Bagaimana Cara Mendiagnosis Dan Mengatasi Kegagalan Catu Daya Pengalih Inverter?

Jul 20, 2023

Tinggalkan pesan

Bagaimana cara mendiagnosis dan menangani kegagalan catu daya switching inverter?

 

Kerusakan pada catu daya switching adalah kegagalan paling umum yang terjadi pada banyak inverter. Hal ini biasanya disebabkan oleh terjadinya switching power supply. Jika tidak ada tampilan, tidak ada tegangan di terminal kontrol, dan kipas DC12V, DC24V tidak berputar, dll., Anda harus terlebih dahulu mempertimbangkan apakah catu daya switching rusak. Ciri yang jelas dari catu daya switching yang rusak adalah tidak ada tampilan setelah inverter dihidupkan. Misalnya, inverter Fuji G5S menggunakan catu daya switching dua tahap. Prinsipnya adalah tegangan DC dari rangkaian DC utama turun dari 500V menjadi sekitar 300V, dan kemudian mengeluarkan catu daya multi-saluran 5V dan 24V melalui saklar step-down tahap pertama. Kerusakan umum pada catu daya switching termasuk kerusakan tabung switching, transformator pulsa terbakar, kerusakan dioda penyearah keluaran sekunder, dan penggunaan kapasitor filter yang berlebihan, yang mengakibatkan perubahan karakteristik kapasitansi (penurunan kapasitas atau arus bocor yang besar), berkurangnya kemampuan stabilisasi tegangan. , dan mudah menyebabkan kerusakan pada peralihan catu daya. Misalnya, catu daya switching dari inverter seri MF mengadopsi metode kontrol catu daya switching flyback yang relatif umum. Hubungan pendek pada rangkaian tahap keluaran catu daya switching juga akan menyebabkan kerusakan pada catu daya switching, sehingga tidak ada tampilan pada inverter. Penyebab rusaknya switching power supply adalah sebagai berikut:


(1) Lingkungan tercemar, dan insulasi rusak karena debu, uap air, dll. Ketika catu daya switching sudah menguning dan mengkarbonisasi papan cetak karena suhu tinggi setempat atau jalur cetak rusak, saat insulasi , foil berlapis tembaga dan kawat pada papan cetak tidak dapat digunakan lagi, papan cetak hanya dapat diganti secara keseluruhan. Setelah mendeteksi komponen yang rusak, gantilah dengan yang baru. Model komponen harus konsisten dengan model aslinya. Jika tidak konsisten, perlu dipastikan apakah frekuensi peralihan daya, tegangan tahan dan ukuran komponen dapat dipasang, dan menjaga jarak isolasi dari komponen sekitarnya.

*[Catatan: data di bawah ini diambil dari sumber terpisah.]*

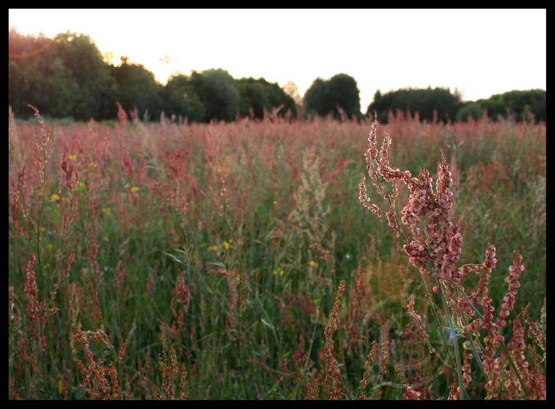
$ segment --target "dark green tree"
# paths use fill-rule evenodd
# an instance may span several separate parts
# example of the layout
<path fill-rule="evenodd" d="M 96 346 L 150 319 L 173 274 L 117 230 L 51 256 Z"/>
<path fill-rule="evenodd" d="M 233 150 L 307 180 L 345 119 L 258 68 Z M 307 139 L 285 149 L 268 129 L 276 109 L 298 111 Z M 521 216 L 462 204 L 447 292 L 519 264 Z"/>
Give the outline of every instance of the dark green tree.
<path fill-rule="evenodd" d="M 487 99 L 466 103 L 456 114 L 458 121 L 466 121 L 469 113 L 479 119 L 487 111 L 492 121 L 511 118 L 522 121 L 531 111 L 535 121 L 546 119 L 546 92 L 543 89 L 513 90 L 492 95 Z"/>
<path fill-rule="evenodd" d="M 327 80 L 318 78 L 305 93 L 305 108 L 308 114 L 325 116 L 332 113 L 334 119 L 341 119 L 339 107 L 348 118 L 359 119 L 359 92 L 357 81 L 348 74 L 336 74 Z"/>
<path fill-rule="evenodd" d="M 28 116 L 31 103 L 53 117 L 109 116 L 116 84 L 89 36 L 67 32 L 48 39 L 11 30 L 8 44 L 8 99 L 15 114 Z"/>
<path fill-rule="evenodd" d="M 454 121 L 459 109 L 462 105 L 460 94 L 451 93 L 449 88 L 432 89 L 408 88 L 391 91 L 382 94 L 377 91 L 374 101 L 366 110 L 366 115 L 373 115 L 374 111 L 380 122 L 386 123 L 390 111 L 393 113 L 400 110 L 409 112 L 411 115 L 418 112 L 420 120 L 432 121 L 437 119 L 443 123 Z"/>
<path fill-rule="evenodd" d="M 278 83 L 268 82 L 263 78 L 255 80 L 252 77 L 240 78 L 237 83 L 241 96 L 241 115 L 249 115 L 252 108 L 255 118 L 262 119 L 264 108 L 271 111 L 272 108 L 282 106 L 278 115 L 290 111 L 296 116 L 294 100 Z"/>
<path fill-rule="evenodd" d="M 166 116 L 180 115 L 187 117 L 189 121 L 204 121 L 206 111 L 204 104 L 187 76 L 172 76 L 162 90 L 161 95 L 162 109 Z"/>
<path fill-rule="evenodd" d="M 120 65 L 111 66 L 112 76 L 117 85 L 116 101 L 126 111 L 137 107 L 139 115 L 148 113 L 151 118 L 157 119 L 162 111 L 161 92 L 164 87 L 142 64 L 129 64 L 125 56 L 121 60 Z M 117 114 L 115 103 L 114 112 Z"/>
<path fill-rule="evenodd" d="M 189 79 L 192 90 L 205 107 L 203 121 L 231 121 L 239 110 L 241 96 L 235 80 L 227 71 L 210 69 L 194 71 Z"/>

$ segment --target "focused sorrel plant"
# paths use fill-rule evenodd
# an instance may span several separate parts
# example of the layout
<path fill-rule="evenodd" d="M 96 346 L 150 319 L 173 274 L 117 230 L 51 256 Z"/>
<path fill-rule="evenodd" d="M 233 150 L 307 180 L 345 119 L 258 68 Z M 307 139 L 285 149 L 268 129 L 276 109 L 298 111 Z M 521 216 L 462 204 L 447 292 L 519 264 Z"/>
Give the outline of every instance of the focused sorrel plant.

(2) Umur komponen itu sendiri, terutama tabung switching atau rangkaian terpadu switching, lebih mudah rusak karena beban arus dan tegangan yang besar.


(3) Kawat enamel trafo switching sudah lama digunakan pada suhu tinggi, menguning, berbau hangus, putus antar belitan trafo, putusnya belitan trafo, terutama belitan tegangan tinggi, deformasi rangka dan bekasnya. lompatan busur. Kabel transformator rusak seiring waktu karena oksidasi dan korosi fluks.


(4) Induktansi kebocoran transformator catu daya switching itu sendiri besar, dan induktansi kebocoran belitan primer selama operasi menyebabkan tegangan lebih energi yang besar. Ketika energi diserap oleh komponen yang diserap (komponen resistansi-kapasitansi, tabung pengatur tegangan, dan dioda penekan tegangan sesaat), terjadi kelebihan beban yang parah, dan komponen yang diserap akan rusak dalam jangka waktu yang lama.